Martina Felesia
Seorang teman pernah ditolak membeli baterai jam tangan di suatu toko jam terkenal ketika ia sedang berlibur di suatu kota.  Alasannya sepele:  dandanan teman saya ini terlalu mbois dan tidak mencermikan ketajiran sama sekali.  Berkaos oblong, bersandal jepit dan bercelana jeans.  Tentengannya tas selempang.  Si Penjual macam tidak percaya ketika teman saya tadi meminta baterai jam sesuai dengan merk yang dia inginkan.  Penjualnya hanya berkata, "Baterai yang itu tidak ada Bu.  Ada sih baterei yang lain, tapi mahal harganya!"

Teman saya ini, meskipun statusnya seorang pendidik, mau tidak mau jadi esmosi juga melihat si Penjual yang tidak menghargai pelanggannya sama sekali.  Mulutnya pun langsung nyolot, "Mahal itu berapa???  Mau mahal mau nggak, pasti ada tarifnya, kan???"

Si Penjual, mungkin karena diperhatikan oleh banyak mata, mau tidak mau akhirnya mengambil juga baterai jam yang disebutkannya tadi.  Tanpa ba bi bu lagi, teman saya mengambil dua kali lipat dari yang biasa dibutuhkannya.  Sewaktu hendak memasang baterai ke jam tangan, barulah mata si Penjual terbuka.  Ia baru menyadari bahwa jam tangan teman saya tadi terbuat dari lapisan emas murni, hanya bisa dibeli dalam istilah 'limited edition' dan harus dipesan secara khusus.  Langsung saja kesombongannya merosot macam karung beras kosong.

Waktu menceritakan pengalamannya ini, teman saya itu masih juga terbawa emosi dan saya terbawa  imajinasi sambil ngekek membayangkan ekspresi wajahnya ketika dipleroki oleh si Penjual jam tangan tadi.  Dalam hal ini saya hanya bisa menasehati, "Yo wes.....lain kali kalau lagi kluyuran ke kota lain itu, ya berdandanlah yang cantik, manis dan tajir.  Mosok duitnya milyaran tampilannya macam bekpeker....hahahaha!!"

"Semprul kowe......!!" mulutnya makin manyun.

Dalam hidup ini, menilai seorang dari tampilan luar itu sudah menjadi hal yang biasa.   Dengan mudahnya orang memberikan penilaian dan penghakiman terhadap orang lain.  Yang berpenampilan tidak sesuai dengan yang di'harapkan'nya otomatis mendapatkan penilaian yang rendah.  Tetapi jika ada orang yang berpenampilan sesuai yang di'inginkan'nya otomatis orang tersebut akan terlihat hebat.  Tidak peduli bahwa pada akhirnya orang tersebut ternyata bego atau tulalit tidak masalah, yang penting sudah sesuai harapan.

Sebagai orang Jawa, saya dibiasakan untuk memanggil orang yang baru dikenal dengan sebutan Mas, Mbak, Bapak atau Ibu.
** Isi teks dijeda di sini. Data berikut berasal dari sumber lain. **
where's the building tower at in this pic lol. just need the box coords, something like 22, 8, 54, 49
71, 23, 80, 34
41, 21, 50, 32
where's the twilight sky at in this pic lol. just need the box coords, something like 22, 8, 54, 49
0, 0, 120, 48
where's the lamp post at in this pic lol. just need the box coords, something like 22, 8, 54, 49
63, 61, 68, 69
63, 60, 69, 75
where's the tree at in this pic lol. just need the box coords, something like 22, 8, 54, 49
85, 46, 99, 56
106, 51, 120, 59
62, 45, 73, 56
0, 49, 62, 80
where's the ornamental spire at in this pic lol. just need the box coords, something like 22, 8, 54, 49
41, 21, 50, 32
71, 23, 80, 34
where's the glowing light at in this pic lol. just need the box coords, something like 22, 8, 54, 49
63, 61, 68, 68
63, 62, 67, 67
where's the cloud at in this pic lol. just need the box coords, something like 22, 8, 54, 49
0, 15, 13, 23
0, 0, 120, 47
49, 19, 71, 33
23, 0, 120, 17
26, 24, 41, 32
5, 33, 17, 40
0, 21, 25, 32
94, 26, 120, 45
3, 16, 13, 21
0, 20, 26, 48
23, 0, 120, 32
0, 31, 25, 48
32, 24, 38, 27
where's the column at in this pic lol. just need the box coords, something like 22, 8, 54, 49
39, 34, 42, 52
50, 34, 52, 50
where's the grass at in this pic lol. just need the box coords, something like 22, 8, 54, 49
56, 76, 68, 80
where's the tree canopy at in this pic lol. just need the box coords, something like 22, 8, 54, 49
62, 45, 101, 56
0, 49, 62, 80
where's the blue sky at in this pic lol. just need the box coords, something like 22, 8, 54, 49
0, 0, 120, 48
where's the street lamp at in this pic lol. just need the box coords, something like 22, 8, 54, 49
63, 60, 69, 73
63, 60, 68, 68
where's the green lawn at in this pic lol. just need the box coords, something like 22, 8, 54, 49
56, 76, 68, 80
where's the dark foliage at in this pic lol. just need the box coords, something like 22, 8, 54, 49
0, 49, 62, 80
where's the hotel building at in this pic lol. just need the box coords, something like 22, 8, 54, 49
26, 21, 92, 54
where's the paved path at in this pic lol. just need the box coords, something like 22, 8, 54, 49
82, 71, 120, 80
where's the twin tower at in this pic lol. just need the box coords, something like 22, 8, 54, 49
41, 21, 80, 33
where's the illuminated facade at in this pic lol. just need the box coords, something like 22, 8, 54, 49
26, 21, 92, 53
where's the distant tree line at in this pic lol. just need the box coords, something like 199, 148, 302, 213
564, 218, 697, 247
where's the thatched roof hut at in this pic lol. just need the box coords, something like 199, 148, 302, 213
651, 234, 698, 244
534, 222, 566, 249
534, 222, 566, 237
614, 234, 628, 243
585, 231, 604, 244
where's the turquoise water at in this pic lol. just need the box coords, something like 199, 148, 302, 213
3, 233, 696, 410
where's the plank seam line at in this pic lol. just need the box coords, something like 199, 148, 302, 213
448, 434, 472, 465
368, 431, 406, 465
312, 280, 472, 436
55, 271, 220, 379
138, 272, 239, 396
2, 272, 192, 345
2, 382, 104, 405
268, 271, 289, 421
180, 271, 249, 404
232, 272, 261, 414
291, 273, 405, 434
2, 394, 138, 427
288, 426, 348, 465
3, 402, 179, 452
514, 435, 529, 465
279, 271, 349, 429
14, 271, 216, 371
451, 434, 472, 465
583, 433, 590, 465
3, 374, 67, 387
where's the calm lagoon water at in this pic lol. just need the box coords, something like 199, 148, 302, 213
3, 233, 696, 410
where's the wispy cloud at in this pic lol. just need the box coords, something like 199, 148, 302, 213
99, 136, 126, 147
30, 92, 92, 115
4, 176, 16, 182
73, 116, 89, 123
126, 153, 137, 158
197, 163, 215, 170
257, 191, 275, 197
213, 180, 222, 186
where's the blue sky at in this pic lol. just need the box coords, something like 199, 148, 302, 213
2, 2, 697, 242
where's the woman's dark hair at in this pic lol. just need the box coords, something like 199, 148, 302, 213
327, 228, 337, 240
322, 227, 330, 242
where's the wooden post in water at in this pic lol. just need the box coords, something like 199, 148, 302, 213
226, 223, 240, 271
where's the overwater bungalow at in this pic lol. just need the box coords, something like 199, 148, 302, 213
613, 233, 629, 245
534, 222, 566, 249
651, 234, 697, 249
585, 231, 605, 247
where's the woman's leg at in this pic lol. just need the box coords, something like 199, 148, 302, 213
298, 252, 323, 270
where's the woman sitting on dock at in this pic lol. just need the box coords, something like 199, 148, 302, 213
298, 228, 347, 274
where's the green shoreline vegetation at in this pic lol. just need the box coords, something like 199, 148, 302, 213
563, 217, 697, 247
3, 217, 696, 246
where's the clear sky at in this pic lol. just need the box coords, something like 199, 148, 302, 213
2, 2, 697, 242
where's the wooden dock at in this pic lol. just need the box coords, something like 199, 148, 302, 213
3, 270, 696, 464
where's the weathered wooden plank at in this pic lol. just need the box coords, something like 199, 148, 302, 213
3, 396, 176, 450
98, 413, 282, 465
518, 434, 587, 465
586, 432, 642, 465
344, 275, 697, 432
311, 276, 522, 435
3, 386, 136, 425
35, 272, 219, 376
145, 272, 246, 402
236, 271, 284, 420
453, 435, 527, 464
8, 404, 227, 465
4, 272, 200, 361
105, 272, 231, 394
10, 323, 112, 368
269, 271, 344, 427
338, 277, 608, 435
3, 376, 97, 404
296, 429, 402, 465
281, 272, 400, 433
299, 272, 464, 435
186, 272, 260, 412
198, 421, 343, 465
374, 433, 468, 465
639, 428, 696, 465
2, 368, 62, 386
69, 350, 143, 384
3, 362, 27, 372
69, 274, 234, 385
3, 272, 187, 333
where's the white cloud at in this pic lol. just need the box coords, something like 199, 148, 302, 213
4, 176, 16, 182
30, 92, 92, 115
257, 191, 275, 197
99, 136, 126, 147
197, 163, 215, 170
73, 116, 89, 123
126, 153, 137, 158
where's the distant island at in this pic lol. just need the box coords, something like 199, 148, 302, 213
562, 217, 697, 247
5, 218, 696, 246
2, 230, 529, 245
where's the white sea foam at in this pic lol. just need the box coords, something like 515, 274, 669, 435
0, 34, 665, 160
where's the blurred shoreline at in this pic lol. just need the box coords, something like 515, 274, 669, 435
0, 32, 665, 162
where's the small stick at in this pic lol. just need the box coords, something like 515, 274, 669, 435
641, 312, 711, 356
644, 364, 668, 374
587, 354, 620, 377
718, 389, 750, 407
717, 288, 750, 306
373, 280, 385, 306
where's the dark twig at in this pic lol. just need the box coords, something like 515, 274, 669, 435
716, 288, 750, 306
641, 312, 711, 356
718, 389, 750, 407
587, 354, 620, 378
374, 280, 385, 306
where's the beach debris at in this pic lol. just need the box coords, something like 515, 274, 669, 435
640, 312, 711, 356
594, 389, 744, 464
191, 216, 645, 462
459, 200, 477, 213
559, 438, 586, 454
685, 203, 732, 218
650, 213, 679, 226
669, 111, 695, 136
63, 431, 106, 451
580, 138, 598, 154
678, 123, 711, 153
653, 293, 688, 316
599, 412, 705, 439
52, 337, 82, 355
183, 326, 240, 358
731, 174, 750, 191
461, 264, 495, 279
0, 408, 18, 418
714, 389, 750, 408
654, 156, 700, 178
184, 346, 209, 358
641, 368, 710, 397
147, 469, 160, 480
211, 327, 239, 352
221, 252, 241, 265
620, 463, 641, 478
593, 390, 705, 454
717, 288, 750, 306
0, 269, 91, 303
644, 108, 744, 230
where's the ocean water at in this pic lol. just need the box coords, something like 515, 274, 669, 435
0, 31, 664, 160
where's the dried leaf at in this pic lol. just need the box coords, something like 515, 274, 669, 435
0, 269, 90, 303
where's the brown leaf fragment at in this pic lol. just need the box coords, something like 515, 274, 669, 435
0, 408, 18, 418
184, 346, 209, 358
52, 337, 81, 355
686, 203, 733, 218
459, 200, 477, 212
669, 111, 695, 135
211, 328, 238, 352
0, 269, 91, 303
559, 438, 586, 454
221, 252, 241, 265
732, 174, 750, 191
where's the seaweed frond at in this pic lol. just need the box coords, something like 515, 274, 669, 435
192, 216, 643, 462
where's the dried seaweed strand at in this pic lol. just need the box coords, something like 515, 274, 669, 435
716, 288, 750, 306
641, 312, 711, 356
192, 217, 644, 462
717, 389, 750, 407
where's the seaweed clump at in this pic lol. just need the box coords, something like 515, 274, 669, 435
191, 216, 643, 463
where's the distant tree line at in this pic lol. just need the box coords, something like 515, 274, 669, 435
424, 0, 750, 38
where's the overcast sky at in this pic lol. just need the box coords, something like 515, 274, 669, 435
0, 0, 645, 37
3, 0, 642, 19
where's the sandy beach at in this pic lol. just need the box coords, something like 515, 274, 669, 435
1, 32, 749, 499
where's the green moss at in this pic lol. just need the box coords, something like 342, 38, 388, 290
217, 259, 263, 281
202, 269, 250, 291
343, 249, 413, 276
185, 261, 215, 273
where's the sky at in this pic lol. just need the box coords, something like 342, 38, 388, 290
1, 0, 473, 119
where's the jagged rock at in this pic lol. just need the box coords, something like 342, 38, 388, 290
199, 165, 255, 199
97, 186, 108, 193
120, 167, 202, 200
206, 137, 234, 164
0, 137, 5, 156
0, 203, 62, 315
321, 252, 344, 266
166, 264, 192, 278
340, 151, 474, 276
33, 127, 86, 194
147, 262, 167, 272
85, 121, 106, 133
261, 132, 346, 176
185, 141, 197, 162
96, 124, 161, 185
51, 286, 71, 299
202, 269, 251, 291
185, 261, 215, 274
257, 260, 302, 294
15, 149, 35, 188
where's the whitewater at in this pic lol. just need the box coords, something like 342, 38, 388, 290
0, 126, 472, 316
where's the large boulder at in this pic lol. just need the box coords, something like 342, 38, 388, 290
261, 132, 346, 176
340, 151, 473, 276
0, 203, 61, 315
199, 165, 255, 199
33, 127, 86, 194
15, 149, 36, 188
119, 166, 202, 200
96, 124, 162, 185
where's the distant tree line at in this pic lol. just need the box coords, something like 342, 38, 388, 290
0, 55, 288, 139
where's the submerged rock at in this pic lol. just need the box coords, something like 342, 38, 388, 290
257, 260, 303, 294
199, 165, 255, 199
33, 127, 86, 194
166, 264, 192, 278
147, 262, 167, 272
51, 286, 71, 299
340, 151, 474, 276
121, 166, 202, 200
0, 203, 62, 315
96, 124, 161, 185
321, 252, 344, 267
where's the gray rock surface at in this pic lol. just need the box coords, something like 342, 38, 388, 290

Meskipun orang tersebut lebih muda, saya akan memanggilnya dengan Mas atau Mbak.  Bukan karena saya tidak menghargainya atau menganggapnya lebih tua dari saya.  Tetapi itu adalah sebagai bentuk penghormatan karena saya baru mengenalnya.  Dengan tidak menyebut namanya secara langsung, saya sudah menempatkan orang tersebut sebagai seseorang yang harus dihormati. Tidak peduli tampilannya seperti apa, penghargaan dan penghormatan harus tetap diberikan.

Saya sungguh sangat beruntung karena dibesarkan dalam keluarga yang mengajarkan untuk tidak gampang menilai orang lain dari tampilan luar.  Sejak kecil saya dibebaskan untuk mengenal dan berkawan dengan banyak orang tanpa melihat penampilan, apalagi suku atau agamanya.  Menurut Bapak saya, setiap orang, siapapun  mereka,  berhak mendapatkan penghormatan dan penghargaan.  Tidak peduli dia seorang tukang becak atau tukang nyopiri pesawat terbang, mereka tetaplah seorang manusia.  Kaya atau miskin, itu hanyalah pelengkap.  Yang paling utama adalah,bagaimana engkau memperlakukan orang lain, manusia lain, sama seperti engkau ingin diperlakukan oleh mereka.

Respect each others!  Adalah cara supaya kita tidak gampang melakukan penilaian dan penghakiman, tanpa mau melihat segala sesuatunya dari berbagai sudut.  Semoga kita menjadi manusia yang tidak pernah berhenti belajar, bahwa kita hidup tidak sendiri.  Jadi, jangan mau menang sendiri.  Penghakiman yang diberikan kepada orang lain, akan diberikan juga kepada kita pada akhirnya.